Monsieur le ministre, si votre projet de loi rassemble contre lui l’ensemble des organisations syndicales et la grande majorité des Français, comme l’attestent les manifestations de septembre et du 2 octobre, c’est qu’il constitue l’une des plus importantes remises en cause du droit social que notre pays ait jamais connues.
Cette réforme, à elle seule, illustre ce que nous ne cessons de dénoncer depuis l’élection de Nicolas Sarkozy : le Gouvernement est engagé dans un combat idéologique de longue haleine contre l’héritage du Conseil national de la Résistance.
Ainsi, l’argument démographique auquel vous avez sans cesse recours est d’un rare cynisme. Vous partez du postulat que l’on vit plus longtemps pour imposer un report de l’âge légal de départ à la retraite. L’argumentation que vous déployez peut paraître réaliste et pragmatique, jusqu’à ce que l’on soulève la question non pas de l’espérance de vie, mais de l’espérance de vie en bonne santé. Car les chiffres sont têtus, et vous ne pouvez les nier : après 60 ans, l’espérance de vie en bonne santé est en moyenne de trois ans pour les hommes et de quatre ans pour les femmes.
Repousser l’âge de départ à la retraite revient donc à priver les salariés – souvent les plus modestes, ceux qui souffrent le plus des inégalités sociales en matière de santé – de deux années de retraite en bonne santé. Vous leur volez deux des meilleures années qu’il leur reste à vivre !
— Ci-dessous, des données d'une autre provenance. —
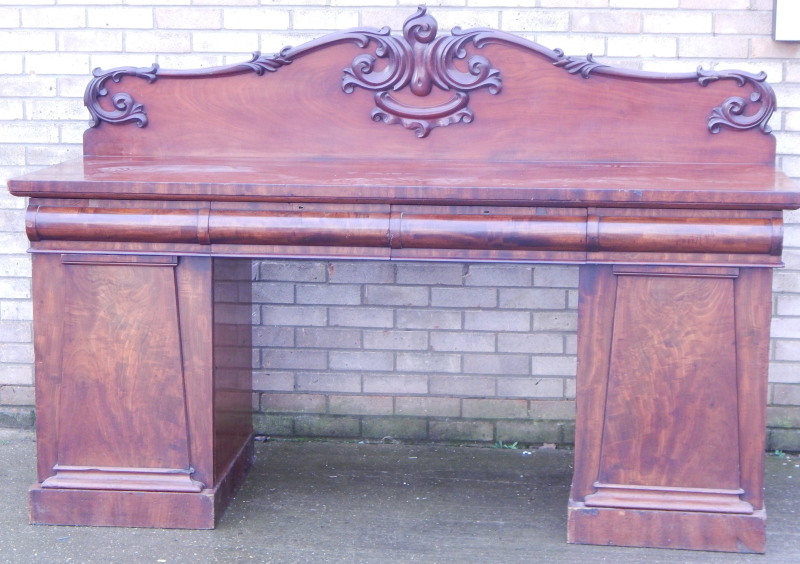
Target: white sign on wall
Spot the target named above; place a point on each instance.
(786, 20)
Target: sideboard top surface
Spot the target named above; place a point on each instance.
(397, 181)
(476, 116)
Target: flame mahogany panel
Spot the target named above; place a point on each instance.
(475, 145)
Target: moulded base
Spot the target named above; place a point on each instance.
(169, 510)
(690, 530)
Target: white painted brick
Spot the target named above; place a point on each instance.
(54, 17)
(72, 86)
(743, 23)
(643, 3)
(12, 63)
(396, 384)
(534, 20)
(27, 86)
(192, 60)
(121, 18)
(359, 272)
(573, 3)
(597, 21)
(27, 40)
(187, 18)
(324, 18)
(718, 46)
(573, 44)
(30, 132)
(158, 41)
(765, 47)
(533, 343)
(90, 40)
(230, 42)
(642, 46)
(56, 109)
(256, 18)
(677, 22)
(715, 4)
(11, 109)
(10, 17)
(466, 19)
(273, 42)
(351, 3)
(222, 2)
(788, 95)
(11, 155)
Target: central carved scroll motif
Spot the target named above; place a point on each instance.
(421, 61)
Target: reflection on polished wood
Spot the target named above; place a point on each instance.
(662, 187)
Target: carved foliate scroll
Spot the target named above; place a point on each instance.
(420, 61)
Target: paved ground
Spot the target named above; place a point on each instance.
(320, 502)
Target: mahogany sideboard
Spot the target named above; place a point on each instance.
(473, 146)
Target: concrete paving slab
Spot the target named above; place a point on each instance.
(339, 502)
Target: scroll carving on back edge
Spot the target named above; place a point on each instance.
(420, 61)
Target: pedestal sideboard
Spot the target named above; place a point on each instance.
(473, 146)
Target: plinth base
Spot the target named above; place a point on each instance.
(169, 510)
(690, 530)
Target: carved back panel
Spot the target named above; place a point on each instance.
(367, 94)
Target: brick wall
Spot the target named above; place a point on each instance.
(359, 349)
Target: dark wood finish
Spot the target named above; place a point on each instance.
(142, 374)
(661, 186)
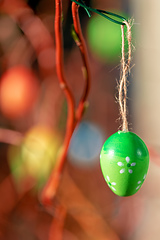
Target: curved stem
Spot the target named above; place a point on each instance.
(86, 71)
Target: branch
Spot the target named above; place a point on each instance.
(78, 37)
(50, 189)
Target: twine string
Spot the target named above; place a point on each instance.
(123, 80)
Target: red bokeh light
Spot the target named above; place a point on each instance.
(19, 90)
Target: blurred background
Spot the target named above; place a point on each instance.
(33, 113)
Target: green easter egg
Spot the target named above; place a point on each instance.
(124, 161)
(104, 38)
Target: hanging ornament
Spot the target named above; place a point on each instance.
(124, 157)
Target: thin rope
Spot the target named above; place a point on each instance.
(123, 81)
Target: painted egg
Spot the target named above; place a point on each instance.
(124, 161)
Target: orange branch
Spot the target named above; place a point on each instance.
(51, 188)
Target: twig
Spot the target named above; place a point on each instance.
(51, 187)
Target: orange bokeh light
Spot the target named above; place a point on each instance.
(19, 88)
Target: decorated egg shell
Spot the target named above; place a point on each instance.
(124, 162)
Vous avez, me direz-vous, prévu un mécanisme permettant une reconnaissance de la pénibilité du travail. Mais, là encore, derrière l’argumentation apparemment généreuse méthodiquement déployée dans les médias, se cache une mesure inacceptable.
Maintenir l’âge légal de départ à la retraite à 60 ans pour les 20 000 salariés dont l’usure professionnelle sera avérée par une incapacité physique égale ou supérieure à 10 %, cela signifie en fait, pour reprendre la formule du journaliste Bruno Roger-Petit, « que ceux qui exercent un métier pénible pourront partir en retraite à la condition d’être en partie incapables, donc invalides, donc malades ». Voilà la vérité !
Au travers de ce projet de loi, qui va à l’encontre des droits sociaux, vous entendez en fait rompre entièrement le lien entre travail et vie. Vous voudriez que l’on considère le salarié comme un simple outil producteur de richesses, dont on pourrait se séparer à loisir : en le licenciant, en lui imposant des ruptures conventionnelles ou en l’autorisant à partir enfin à la retraite quand, usé par le travail, il sera moins ou insuffisamment productif. C’est d’ailleurs ce que l’on constate aujourd’hui, eu égard à la faiblesse du taux d’emploi des plus de 50 ans.
La santé des salariés, le droit à une retraite qui soit enfin un temps pour soi, que l’on puisse vivre en bonne santé, sont remis en cause par ce projet de loi.